In the cross a b  X   ++, there are only 3 possible types of tetrads:  parental ditype, nonparental ditype, and tetratype:

    ab        ab        a+                        PD = Parental Ditype
    ab        +b        a+                        TT = TetraType
    ++        a+        +b                        NPD = NonParental Ditype
    ++        ++        +b
    PD        TT       NPD
 

Note that PDs result from no crossing over, that TTs result from a single cross over, and NPDs result from two crossovers that involve all four chromatids (a.k.a. a four "strand" double CO, where "strand" does NOT refer to a Watson/Crick strand, but rather to an entire chromatid).

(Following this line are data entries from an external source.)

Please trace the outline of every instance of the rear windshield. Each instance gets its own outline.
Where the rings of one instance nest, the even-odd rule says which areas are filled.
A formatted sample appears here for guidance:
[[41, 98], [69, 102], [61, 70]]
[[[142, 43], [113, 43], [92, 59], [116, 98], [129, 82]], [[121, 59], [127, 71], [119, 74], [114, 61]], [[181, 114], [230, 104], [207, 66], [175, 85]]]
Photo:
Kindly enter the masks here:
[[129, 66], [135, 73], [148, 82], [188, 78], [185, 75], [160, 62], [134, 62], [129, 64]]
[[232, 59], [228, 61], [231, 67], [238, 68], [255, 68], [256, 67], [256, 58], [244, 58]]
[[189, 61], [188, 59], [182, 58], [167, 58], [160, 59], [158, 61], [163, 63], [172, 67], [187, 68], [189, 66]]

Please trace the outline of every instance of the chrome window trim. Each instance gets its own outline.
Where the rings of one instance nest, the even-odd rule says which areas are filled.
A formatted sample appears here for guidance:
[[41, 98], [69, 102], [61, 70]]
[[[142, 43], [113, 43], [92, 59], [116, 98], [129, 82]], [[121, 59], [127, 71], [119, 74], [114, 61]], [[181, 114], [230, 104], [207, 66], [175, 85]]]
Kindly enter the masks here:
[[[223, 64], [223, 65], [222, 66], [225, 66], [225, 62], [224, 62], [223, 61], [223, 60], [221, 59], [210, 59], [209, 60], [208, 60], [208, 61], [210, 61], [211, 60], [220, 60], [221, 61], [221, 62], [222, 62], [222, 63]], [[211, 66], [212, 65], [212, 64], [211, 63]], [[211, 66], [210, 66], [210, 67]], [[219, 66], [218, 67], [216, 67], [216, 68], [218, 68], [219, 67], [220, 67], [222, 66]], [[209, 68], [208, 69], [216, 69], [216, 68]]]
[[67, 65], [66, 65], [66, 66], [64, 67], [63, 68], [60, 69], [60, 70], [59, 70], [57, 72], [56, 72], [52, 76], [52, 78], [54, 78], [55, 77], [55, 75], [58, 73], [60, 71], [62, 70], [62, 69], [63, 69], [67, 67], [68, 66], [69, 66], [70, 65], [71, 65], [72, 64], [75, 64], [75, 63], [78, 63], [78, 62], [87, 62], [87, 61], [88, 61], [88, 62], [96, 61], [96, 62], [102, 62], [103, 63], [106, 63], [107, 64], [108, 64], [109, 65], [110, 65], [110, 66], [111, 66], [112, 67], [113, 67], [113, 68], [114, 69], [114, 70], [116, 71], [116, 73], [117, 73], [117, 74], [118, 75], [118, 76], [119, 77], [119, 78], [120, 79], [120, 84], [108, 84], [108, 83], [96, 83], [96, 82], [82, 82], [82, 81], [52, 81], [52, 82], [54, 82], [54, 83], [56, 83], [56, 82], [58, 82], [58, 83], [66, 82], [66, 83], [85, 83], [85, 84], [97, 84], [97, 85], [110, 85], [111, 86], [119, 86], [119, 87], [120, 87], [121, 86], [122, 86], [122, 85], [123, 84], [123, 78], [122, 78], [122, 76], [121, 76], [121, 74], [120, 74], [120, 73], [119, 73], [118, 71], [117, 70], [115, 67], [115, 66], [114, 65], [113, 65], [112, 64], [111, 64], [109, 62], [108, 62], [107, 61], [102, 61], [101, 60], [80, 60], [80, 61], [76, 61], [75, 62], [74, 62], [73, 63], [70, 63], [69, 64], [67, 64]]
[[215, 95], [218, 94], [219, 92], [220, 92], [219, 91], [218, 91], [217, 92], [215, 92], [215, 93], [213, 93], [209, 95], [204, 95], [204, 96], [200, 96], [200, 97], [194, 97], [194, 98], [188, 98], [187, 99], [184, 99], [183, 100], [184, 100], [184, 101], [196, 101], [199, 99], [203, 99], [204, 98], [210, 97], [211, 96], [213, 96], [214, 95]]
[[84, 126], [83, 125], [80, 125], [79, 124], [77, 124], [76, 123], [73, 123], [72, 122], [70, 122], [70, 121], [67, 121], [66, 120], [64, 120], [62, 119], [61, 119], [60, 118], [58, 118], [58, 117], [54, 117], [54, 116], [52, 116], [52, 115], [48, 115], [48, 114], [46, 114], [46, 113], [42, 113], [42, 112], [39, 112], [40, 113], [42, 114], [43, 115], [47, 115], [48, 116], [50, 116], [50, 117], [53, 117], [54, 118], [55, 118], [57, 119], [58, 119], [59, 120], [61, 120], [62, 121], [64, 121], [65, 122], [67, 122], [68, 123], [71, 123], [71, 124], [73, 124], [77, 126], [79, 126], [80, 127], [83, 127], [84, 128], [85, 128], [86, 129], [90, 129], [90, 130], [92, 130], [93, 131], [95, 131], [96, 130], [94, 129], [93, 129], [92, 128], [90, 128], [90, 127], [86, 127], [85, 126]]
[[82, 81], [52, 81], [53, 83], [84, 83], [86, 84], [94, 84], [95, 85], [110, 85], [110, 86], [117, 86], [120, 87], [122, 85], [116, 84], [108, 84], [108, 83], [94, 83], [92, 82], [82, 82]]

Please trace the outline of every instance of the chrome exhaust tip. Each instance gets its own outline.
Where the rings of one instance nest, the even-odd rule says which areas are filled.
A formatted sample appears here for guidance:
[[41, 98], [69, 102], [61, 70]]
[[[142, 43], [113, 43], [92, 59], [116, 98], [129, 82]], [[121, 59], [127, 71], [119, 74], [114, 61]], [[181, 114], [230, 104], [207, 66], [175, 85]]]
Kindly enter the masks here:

To compute recombination frequency between A & B, a reasonable estimation is to add 1/2 of the TT class (of which two of the four progeny are not recombinant) to the NPD class (a four chromatid double CO) and divide by the total:

                    recomb. frequency between A & B = 1/2TT + NPD
                                                                                total tetrads

However, this method of calculation underestimates the double crossovers between A & B, and therefore the recombination between A & B, since it includes only those double crossovers between A & B that involves all four chromatids. There are also double crossovers between A & B that involve only two interacting chromatids (in the older literature, "2-strand doubles") that are not recombinant, and double crossovers between A & B that involve just three chromatids (ie., "3-strand doubles") and are recombinant but only counted once in the above formula, in addition to the "4-strand doubles", which show up as NPDs. The ratio of 2 chromatid doubles: 3 chromatid doubles: 4 chromatid doubles is 1:2:1. The 2 chromatid doubles are not recombinant and so are not counted. Since the 3 chromatid doubles are, in fact, double recombinants but are only counted once in the previous formula as tetratypes, and since these should be present at a 2:1 ratio over the four chromatid double recombinants (revealed as NPDs), a corrected calculation of recombination distance between A & B, known as the "Perkins formula" (Perkins D. 1949. Genetics 34:607-626; refer Appendix, p621-622) triples the NPDs:

                    recomb. frequency between A & B = 1/2TT + 3NPD
                                                                                total tetrads


If PDs = NPDs, then the genes are unlinked.  This may be concluded from just a few tetrads.  If the genes are linked, the PDs will be greater than the TTs, which in turn will be greater than the NPDs.  The finding of just a few NPDs out of the first dozen or so tetrads indicates lack of linkage.